De context waarin de hedendaagse geesteswetenschappen functioneren, is dus volop in verandering. Dat betekent echter niet dat deze geesteswetenschappen niet langer voor de ontsluiting – en overdracht – van cultuur staan. De beoefenaars van deze wetenschappen richten zich nog steeds op teksten en beelden, en op de vraag hoe daarin betekenis wordt gecreëerd. Zij onderzoeken nog steeds de wijze waarop waarde wordt toegekend. Zij doen dat nog steeds vanuit een uitdrukkelijk historisch perspectief. Maar zij beschouwen cultuur niet langer als een geheel met universele waarde of als een coherente eenheid. Cultuur is voor de hedendaagse beschouwer – hoe kan het ook anders in deze wereld? – gedifferentieerd, ‘etnisch verzuild’, versplinterd.

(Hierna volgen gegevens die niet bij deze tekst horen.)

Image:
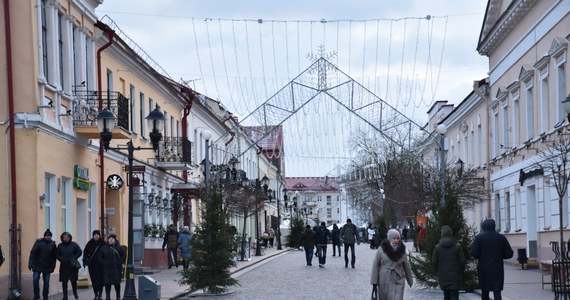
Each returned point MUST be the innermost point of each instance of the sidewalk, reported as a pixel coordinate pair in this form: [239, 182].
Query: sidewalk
[168, 278]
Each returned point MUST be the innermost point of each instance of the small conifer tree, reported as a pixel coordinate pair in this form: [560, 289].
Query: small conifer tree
[211, 255]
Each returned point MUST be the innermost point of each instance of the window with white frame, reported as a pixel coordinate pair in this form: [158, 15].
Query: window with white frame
[495, 132]
[507, 212]
[45, 32]
[516, 118]
[561, 87]
[529, 111]
[506, 129]
[132, 100]
[142, 107]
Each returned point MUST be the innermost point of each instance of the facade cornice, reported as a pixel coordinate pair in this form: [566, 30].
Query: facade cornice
[506, 23]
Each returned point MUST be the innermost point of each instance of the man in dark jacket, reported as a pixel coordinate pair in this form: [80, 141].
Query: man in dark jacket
[42, 261]
[449, 263]
[68, 252]
[349, 236]
[91, 260]
[171, 243]
[308, 242]
[490, 248]
[322, 236]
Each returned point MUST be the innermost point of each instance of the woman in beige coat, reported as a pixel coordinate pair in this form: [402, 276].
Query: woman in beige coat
[391, 268]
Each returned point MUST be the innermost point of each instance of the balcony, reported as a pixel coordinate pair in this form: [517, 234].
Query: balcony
[175, 154]
[86, 109]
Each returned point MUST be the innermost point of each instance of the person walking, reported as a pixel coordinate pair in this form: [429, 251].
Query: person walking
[322, 239]
[391, 268]
[336, 239]
[91, 261]
[490, 248]
[68, 253]
[449, 264]
[308, 241]
[171, 243]
[185, 244]
[349, 236]
[42, 262]
[112, 257]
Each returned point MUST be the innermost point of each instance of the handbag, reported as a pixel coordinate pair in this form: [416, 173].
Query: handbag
[374, 295]
[75, 264]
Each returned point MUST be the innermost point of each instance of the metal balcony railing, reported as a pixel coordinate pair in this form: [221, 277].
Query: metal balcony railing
[87, 107]
[174, 149]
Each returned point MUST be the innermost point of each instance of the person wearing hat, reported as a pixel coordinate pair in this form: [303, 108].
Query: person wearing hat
[349, 236]
[171, 243]
[91, 260]
[42, 262]
[490, 248]
[112, 257]
[449, 263]
[308, 242]
[68, 253]
[323, 236]
[391, 268]
[185, 244]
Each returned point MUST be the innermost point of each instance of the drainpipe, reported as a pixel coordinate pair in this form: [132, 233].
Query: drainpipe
[187, 107]
[15, 272]
[111, 34]
[481, 88]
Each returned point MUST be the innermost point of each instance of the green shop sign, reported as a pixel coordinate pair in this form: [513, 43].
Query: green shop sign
[81, 177]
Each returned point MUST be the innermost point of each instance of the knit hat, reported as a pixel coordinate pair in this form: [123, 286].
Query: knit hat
[446, 231]
[393, 233]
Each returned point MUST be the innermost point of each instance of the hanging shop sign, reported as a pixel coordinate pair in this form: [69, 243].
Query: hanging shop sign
[81, 177]
[114, 182]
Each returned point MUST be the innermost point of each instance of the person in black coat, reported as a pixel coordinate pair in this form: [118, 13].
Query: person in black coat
[322, 238]
[336, 239]
[449, 264]
[67, 253]
[112, 257]
[490, 248]
[42, 262]
[308, 242]
[91, 260]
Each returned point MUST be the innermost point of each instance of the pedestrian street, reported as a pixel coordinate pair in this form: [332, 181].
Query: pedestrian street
[287, 276]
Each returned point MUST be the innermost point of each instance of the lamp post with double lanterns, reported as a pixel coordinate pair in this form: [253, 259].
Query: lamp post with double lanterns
[106, 122]
[259, 184]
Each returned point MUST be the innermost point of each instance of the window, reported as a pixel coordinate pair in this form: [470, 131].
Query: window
[142, 114]
[507, 212]
[132, 96]
[61, 47]
[45, 40]
[505, 139]
[529, 112]
[516, 118]
[495, 132]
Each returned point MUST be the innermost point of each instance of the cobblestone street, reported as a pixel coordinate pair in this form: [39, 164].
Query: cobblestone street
[286, 276]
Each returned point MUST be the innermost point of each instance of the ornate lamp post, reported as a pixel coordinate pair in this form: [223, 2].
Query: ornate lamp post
[263, 183]
[106, 123]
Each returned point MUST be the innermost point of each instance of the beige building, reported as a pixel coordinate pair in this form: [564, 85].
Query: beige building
[502, 127]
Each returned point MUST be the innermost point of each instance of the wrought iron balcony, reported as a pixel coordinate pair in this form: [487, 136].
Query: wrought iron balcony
[86, 109]
[175, 154]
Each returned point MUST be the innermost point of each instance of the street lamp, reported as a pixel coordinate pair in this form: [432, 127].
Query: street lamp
[279, 220]
[441, 129]
[106, 123]
[263, 183]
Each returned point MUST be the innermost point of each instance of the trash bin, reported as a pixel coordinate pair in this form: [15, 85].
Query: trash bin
[148, 288]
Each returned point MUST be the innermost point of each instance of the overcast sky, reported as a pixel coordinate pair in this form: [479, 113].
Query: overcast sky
[243, 52]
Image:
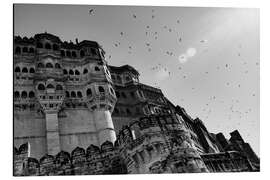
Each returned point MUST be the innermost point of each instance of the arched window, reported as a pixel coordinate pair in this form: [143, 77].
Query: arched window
[24, 94]
[39, 45]
[17, 69]
[55, 47]
[85, 71]
[49, 65]
[32, 70]
[16, 94]
[93, 51]
[25, 70]
[31, 94]
[57, 66]
[62, 53]
[82, 54]
[124, 95]
[71, 72]
[18, 50]
[89, 92]
[59, 87]
[67, 94]
[40, 65]
[101, 89]
[65, 71]
[25, 49]
[73, 94]
[50, 86]
[79, 94]
[41, 87]
[31, 50]
[68, 53]
[77, 72]
[97, 68]
[73, 53]
[48, 46]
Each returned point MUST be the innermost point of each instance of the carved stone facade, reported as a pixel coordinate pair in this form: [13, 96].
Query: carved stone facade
[75, 114]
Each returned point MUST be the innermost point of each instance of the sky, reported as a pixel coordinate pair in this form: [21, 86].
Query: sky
[206, 60]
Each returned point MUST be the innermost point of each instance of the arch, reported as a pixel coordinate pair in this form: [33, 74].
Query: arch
[16, 94]
[59, 87]
[17, 69]
[50, 86]
[25, 49]
[40, 65]
[17, 50]
[79, 94]
[49, 65]
[48, 46]
[73, 94]
[25, 70]
[101, 89]
[82, 53]
[89, 92]
[55, 47]
[57, 66]
[39, 45]
[68, 53]
[32, 70]
[73, 54]
[63, 53]
[31, 94]
[31, 50]
[41, 87]
[77, 72]
[85, 71]
[64, 71]
[24, 94]
[71, 72]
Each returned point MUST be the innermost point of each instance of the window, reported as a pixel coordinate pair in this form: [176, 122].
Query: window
[97, 68]
[82, 54]
[49, 65]
[50, 86]
[77, 72]
[32, 70]
[24, 94]
[25, 70]
[59, 87]
[25, 49]
[17, 69]
[39, 45]
[74, 54]
[79, 94]
[85, 71]
[16, 94]
[55, 47]
[41, 87]
[101, 89]
[57, 66]
[31, 94]
[18, 50]
[48, 46]
[40, 65]
[89, 92]
[31, 50]
[62, 53]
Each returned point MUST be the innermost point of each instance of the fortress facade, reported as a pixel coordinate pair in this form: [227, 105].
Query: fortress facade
[76, 114]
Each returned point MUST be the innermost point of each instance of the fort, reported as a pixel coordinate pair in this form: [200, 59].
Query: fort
[76, 114]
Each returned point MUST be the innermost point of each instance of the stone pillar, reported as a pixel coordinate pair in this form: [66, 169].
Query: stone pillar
[104, 126]
[52, 133]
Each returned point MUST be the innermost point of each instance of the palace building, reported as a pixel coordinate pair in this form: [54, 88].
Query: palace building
[76, 114]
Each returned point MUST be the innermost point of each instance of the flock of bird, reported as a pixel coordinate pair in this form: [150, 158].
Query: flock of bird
[154, 34]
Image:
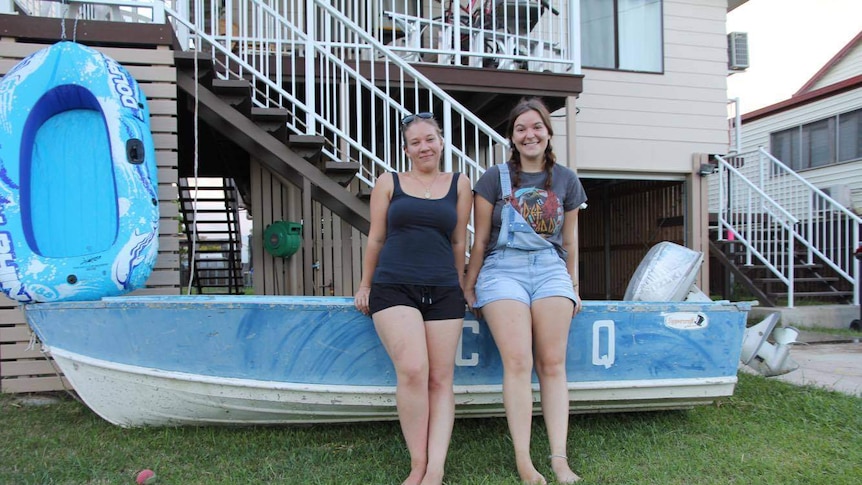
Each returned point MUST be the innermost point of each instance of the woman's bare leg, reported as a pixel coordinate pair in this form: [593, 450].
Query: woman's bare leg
[402, 332]
[442, 337]
[511, 327]
[551, 322]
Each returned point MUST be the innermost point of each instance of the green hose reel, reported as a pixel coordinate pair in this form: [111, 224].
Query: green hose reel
[282, 238]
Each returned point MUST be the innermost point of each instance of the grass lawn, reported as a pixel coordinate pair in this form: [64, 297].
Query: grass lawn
[769, 432]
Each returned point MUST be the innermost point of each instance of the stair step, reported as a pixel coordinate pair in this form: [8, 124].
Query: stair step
[309, 147]
[186, 60]
[823, 279]
[235, 92]
[273, 120]
[341, 172]
[798, 294]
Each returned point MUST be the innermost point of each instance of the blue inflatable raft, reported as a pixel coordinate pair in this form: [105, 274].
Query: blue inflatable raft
[79, 207]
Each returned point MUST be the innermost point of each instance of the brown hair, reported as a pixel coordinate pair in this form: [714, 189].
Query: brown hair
[537, 105]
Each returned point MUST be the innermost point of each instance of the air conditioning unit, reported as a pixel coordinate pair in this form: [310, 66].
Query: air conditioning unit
[737, 51]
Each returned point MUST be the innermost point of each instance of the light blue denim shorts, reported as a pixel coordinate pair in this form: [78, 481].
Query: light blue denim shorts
[525, 276]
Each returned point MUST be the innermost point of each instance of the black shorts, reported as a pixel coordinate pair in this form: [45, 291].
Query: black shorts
[433, 302]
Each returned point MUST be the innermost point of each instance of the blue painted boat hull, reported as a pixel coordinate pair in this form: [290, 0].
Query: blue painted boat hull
[173, 360]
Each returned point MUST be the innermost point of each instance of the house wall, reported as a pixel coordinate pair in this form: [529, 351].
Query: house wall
[646, 126]
[755, 134]
[23, 368]
[329, 260]
[850, 65]
[651, 124]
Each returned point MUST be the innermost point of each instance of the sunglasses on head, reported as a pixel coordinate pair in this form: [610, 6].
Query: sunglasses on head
[411, 118]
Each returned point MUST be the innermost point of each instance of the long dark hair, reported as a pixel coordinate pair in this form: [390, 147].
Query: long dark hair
[537, 105]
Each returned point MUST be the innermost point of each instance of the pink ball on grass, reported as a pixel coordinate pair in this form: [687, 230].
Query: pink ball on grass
[146, 477]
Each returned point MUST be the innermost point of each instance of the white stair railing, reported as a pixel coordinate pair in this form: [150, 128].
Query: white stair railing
[756, 188]
[338, 49]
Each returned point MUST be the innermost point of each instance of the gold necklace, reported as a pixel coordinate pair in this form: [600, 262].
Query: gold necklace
[427, 187]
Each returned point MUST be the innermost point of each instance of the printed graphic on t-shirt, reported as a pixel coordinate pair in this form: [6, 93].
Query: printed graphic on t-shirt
[541, 208]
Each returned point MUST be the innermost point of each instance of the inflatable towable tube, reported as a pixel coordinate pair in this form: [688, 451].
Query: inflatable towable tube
[79, 211]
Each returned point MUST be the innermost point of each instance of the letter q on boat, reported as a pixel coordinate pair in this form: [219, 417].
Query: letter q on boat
[79, 207]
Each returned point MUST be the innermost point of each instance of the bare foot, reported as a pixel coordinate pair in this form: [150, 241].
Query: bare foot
[415, 477]
[562, 471]
[530, 475]
[432, 478]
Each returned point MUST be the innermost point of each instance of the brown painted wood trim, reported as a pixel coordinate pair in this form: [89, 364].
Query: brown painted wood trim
[48, 30]
[854, 82]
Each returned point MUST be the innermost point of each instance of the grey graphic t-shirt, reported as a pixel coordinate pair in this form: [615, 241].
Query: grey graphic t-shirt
[543, 208]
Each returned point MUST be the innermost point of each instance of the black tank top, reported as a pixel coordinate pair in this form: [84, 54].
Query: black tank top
[418, 247]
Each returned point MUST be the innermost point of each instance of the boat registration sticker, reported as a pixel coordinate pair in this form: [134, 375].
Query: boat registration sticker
[686, 320]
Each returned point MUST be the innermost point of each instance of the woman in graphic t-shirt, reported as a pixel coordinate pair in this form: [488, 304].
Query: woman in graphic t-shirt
[522, 276]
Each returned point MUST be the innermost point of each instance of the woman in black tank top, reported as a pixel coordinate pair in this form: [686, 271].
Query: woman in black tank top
[412, 280]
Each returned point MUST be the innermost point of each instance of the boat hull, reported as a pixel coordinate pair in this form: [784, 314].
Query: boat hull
[197, 360]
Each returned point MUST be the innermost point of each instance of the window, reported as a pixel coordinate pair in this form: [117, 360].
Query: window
[622, 34]
[823, 142]
[850, 136]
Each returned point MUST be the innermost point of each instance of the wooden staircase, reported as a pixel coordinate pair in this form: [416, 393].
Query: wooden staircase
[210, 213]
[813, 283]
[231, 130]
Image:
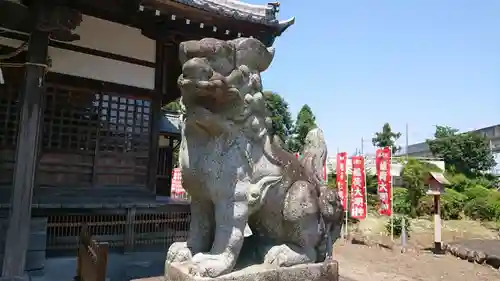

Dat alles heeft de voorbije decennia geleid tot grote beweging op het veld van de geesteswetenschappen. Er was sprake van radicale vernieuwing binnen bestaande tradities: de door Chomsky gerevolteerde taalkunde, de introductie van de semiotiek in de literatuurwetenschap, de volkskunde, die zich ontwikkelde tot een breed opgezette en antropologisch geïnspireerde studie van de materiële (populaire) cultuur. Er werd gereorganiseerd en gefuseerd, zelfs tot ‘algemene cultuurwetenschappen’ toe. Er werd samenwerking gezocht en gevonden met niet-geesteswetenschappelijke disciplines: de cognitiewetenschap, met inbreng van de neurowetenschap, en de archeologie, waarin allerlei technieken uit de meest uiteenlopende natuurwetenschappen werden geïntroduceerd. Er werden nieuwe mogelijkheden tot cultuurontsluiting verkend, in een interculturele context en met behulp van nieuwe instellingen, onder meer op museaal vlak. Op die manier ontstond een golf van aanpassingen en vernieuwingen in het geesteswetenschappelijke veld.6

De meest opvallende getuigen daarvan waren in eerste instantie de transdiciplinaire studies die vanaf de jaren 1970 ook in Nederland, veelal onder invloed van ontwikkelingen aan Amerikaanse universiteiten, ontstonden. Het ging om pogingen – in onderzoek en onderwijs – een tot dan toe in de geesteswetenschappen weinig bestudeerde realiteit op een geïntegreerde wijze te belichten. De mediastudies groeiden uit de oudere film- en televisiewetenschap, die in de jaren 1980 een historisch karakter kreeg (in plaats van de oorspronkelijke taalkundige en semiologische dominantie) en later met de studie van de fotografie en de digitale media werd verruimd. Zij kregen de voorbije jaren een plaats in de academische wereld. Voor de culturele studies was dat al langer het geval. Zij hadden zich vanuit de kritische theorie verbreed tot een transdisciplinaire studie, waarin het cultuurbegrip niet alleen werd verruimd, maar ook in verband werd gebracht met de analyse van machtsverhoudingen. Dat gold eveneens voor de genderstudies, waarin de studie van de constructie van geslachtsverschillen uitgroeide tot een autonoom en sterk institutioneel verankerd vakdomein. Naast de media-, de culturele en de genderstudies kwamen overigens ook de minder opvallende regiostudies tot ontwikkeling.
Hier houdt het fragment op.